Macular Atrophy in the HARBOR Study for Neovascular Age-Related Macular Degeneration

SriniVas R Sadda et al. Ophthalmology. 2018 Jun.
Free article

Abstract

Purpose: To evaluate macular atrophy (MA) presence in the 24-month HARBOR study (NCT00891735) for neovascular age-related macular degeneration (AMD).

Design: Post hoc analysis of a phase 3 multicenter, prospective, randomized, double-masked, active treatment-controlled clinical trial.

Participants: Evaluable subjects (N = 1095) with subfoveal choroidal neovascularization (CNV) secondary to neovascular AMD treated with ranibizumab 0.5 mg or 2.0 mg monthly or pro re nata (PRN).

Methods: Fluorescein angiograms (FAs) and color fundus photographs at baseline and months 3, 12, and 24 were retrospectively graded by masked graders for MA: well-defined areas of depigmentation with increased choroidal vessel visibility, diameter ≥250 μm, corresponding to flat areas of well-demarcated staining on FA, excluding atrophy associated with retinal pigment epithelium tears. Atrophy immediately within, adjacent, and nonadjacent to CNV lesions was included.
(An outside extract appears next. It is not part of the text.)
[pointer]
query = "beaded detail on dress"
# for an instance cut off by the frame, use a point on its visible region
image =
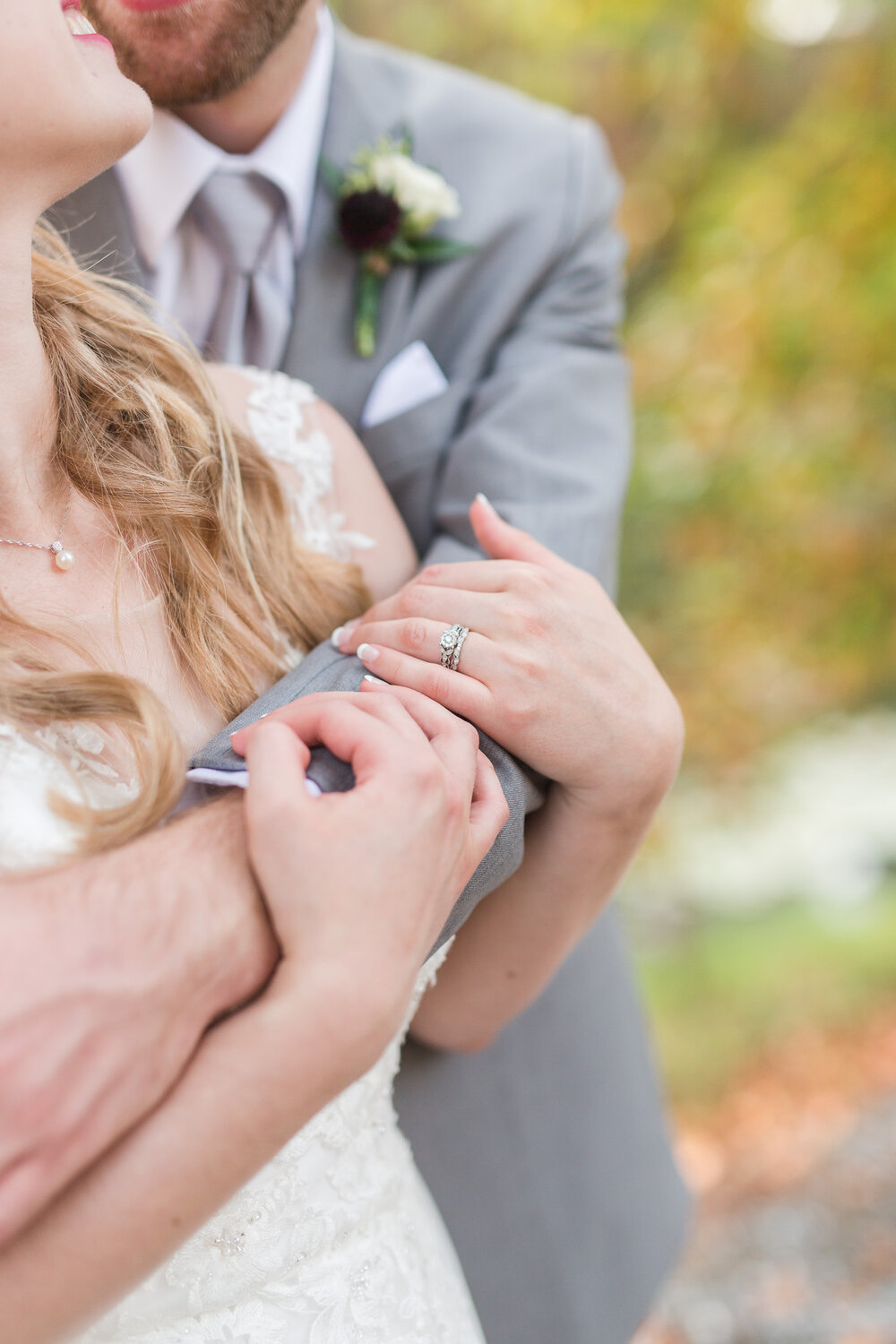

Main outcome measures: Macular atrophy incidence, best-corrected visual acuity (BCVA).

Results: At baseline, MA was detected in 11.2% (123/1095) of study eyes. At month 24, 29.4% (229/778) of eyes without baseline atrophy had detectable MA. Eyes with and without baseline MA had significant mean BCVA gains from baseline at month 24 (letters [95% confidence interval]: +6.7 [4.1-9.3]; +9.1 [8.0-10.2], respectively). Among eyes with and without MA at month 24, mean month 24 BCVA was 62.0 [60.3-63.7] and 64.7 [63.2-66.3] letters, respectively. Baseline risk factors for month 24 MA presence included intraretinal cysts (hazard ratio [HR], 2.45 [1.76-3.42]) and fellow eye atrophy (HR, 2.02 [1.42-2.87]); subretinal fluid was associated with a lower MA risk (HR, 0.50 [0.33-0.74]). Ranibizumab dose was not associated with MA development. Monthly versus PRN treatment trended toward an association with MA (HR, 1.29 [0.99-1.68]), but was not statistically significant.
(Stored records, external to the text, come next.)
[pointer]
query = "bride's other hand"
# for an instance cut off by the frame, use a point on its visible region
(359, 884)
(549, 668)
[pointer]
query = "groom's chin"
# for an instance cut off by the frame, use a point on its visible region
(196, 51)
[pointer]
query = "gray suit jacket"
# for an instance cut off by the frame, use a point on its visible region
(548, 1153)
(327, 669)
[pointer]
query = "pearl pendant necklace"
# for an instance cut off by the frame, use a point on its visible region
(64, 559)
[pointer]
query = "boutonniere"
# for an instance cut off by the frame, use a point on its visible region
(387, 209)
Conclusions: New MA was detected in 29% of study eyes after 24 months of treatment. Clinically significant BCVA gains were achieved with MA present over 24 months. Baseline subretinal fluid absence, intraretinal cyst presence, and fellow eye atrophy presence were associated with month 24 MA presence. With existing data, the benefits of ranibizumab for neovascular AMD outweighed the risk of MA development over 24 months in HARBOR, although outcomes >2 years were not evaluated.